Aujourd'hui les bustes de Dantan sont dans toutes les galeries, ses statues décorent les places publiques de nos grandes villes; il achève dans ce moment la tête de Thalberg et la statue de miss Kemble, la célèbre tragédienne anglaise. Mais au milieu de ces grands ouvrages qui occupent sa pensée et son ciseau, l'artiste ne doit pas se montrer ingrat envers les frivoles et charmants ouvrages qui ont commencé sa réputation. Ses charges, comme se œuvres graves, portent l'empreinte d'un talent exceptionnel; pourquoi les abandonnerait-il tout à fait? Après lui, on a vainement essayé de continuer la vogue des caricatures de plâtre; beaucoup de tentatives ont été faites, toutes ont échoué. Il est bon que, de temps en temps, le maître donne une leçon aux imitateurs impuissants, et leur montre ce qu'il faut de verve, d'esprit et d'adresse pour réussir dans ce genre de travail.
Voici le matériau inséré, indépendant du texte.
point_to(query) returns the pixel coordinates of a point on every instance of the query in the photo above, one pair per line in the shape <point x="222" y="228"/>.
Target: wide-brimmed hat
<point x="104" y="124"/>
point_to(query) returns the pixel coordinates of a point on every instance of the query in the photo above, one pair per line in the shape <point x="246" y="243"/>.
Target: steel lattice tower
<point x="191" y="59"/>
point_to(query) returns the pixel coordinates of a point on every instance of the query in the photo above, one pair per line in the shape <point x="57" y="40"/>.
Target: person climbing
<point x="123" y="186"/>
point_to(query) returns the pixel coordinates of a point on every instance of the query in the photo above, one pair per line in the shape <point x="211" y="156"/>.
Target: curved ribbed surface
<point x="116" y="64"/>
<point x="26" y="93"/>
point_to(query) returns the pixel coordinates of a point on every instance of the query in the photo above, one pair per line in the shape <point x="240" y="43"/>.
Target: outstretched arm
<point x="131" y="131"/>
C'est là sans doute ce que Dantan a pensé, et après un long intervalle, voici une nouvelle caricature: la charge de Neuville,--un acteur qui commence sa réputation, et qui fait courir tout Paris au théâtre des Variétés. Dans un vaudeville intitulé Jacquot, Neuville imite tous les acteurs comiques de nos divers théâtres; il reproduit avec un art incroyable Odry, Vernet, Lepeintre, Alcide Tousez, Klein, Ravel, et bien d'autres encore. Séduit par le talent et par le succès de Neuville, Dantan a voulu donner à cette célébrité naissante le baptême de la charge. Rien de plus fin, de plus ingénieux, que cette nouvelle composition. La tête de Neuville est posée sur le juchoir d'un perroquet. C'est une tête pleine de vérité et d'expression. Dans les deux petites mangeoires placées sur le premier bâton transversal, Dantan a mis Ravel et Alcide Tousez, tous deux d'une ressemblance frappante; ce sont de ravissantes miniatures. Le perroquet Neuville fait sa nature de ces deux excellents comiques. Sur les bâtons inférieurs, se trouvent le nez de quelques acteurs, qui en parlent toujours; le chapeau d'Odry, le fameux castor de Bilboquet, vénérable couvre-chef tout rempli de pensées philosophiques, de maximes profondes et d'aphorismes ébouriffants; puis ce sont des bouches béantes, toutes les mâchoires, toutes les langues dramatiques dont Neuville reproduit les sons et les accents divers. Le juchoir est planté dans la tête énorme de Lepeintre jeune, coiffée d'une de ces petites casquettes que portent les jockeys de course, Lepeintre est ainsi costumé dans Jacquot. Les honorables joues du gros comique, enflées par des torrents d'embonpoint, débordent sur le piédestal de la statuette et menacent d'engloutir le rébus inséparable de toutes les charges de Dantan.

Nous livrons ce rébus à la sagacité de nos lecteurs, qui sont habitués à en deviner de plus difficiles.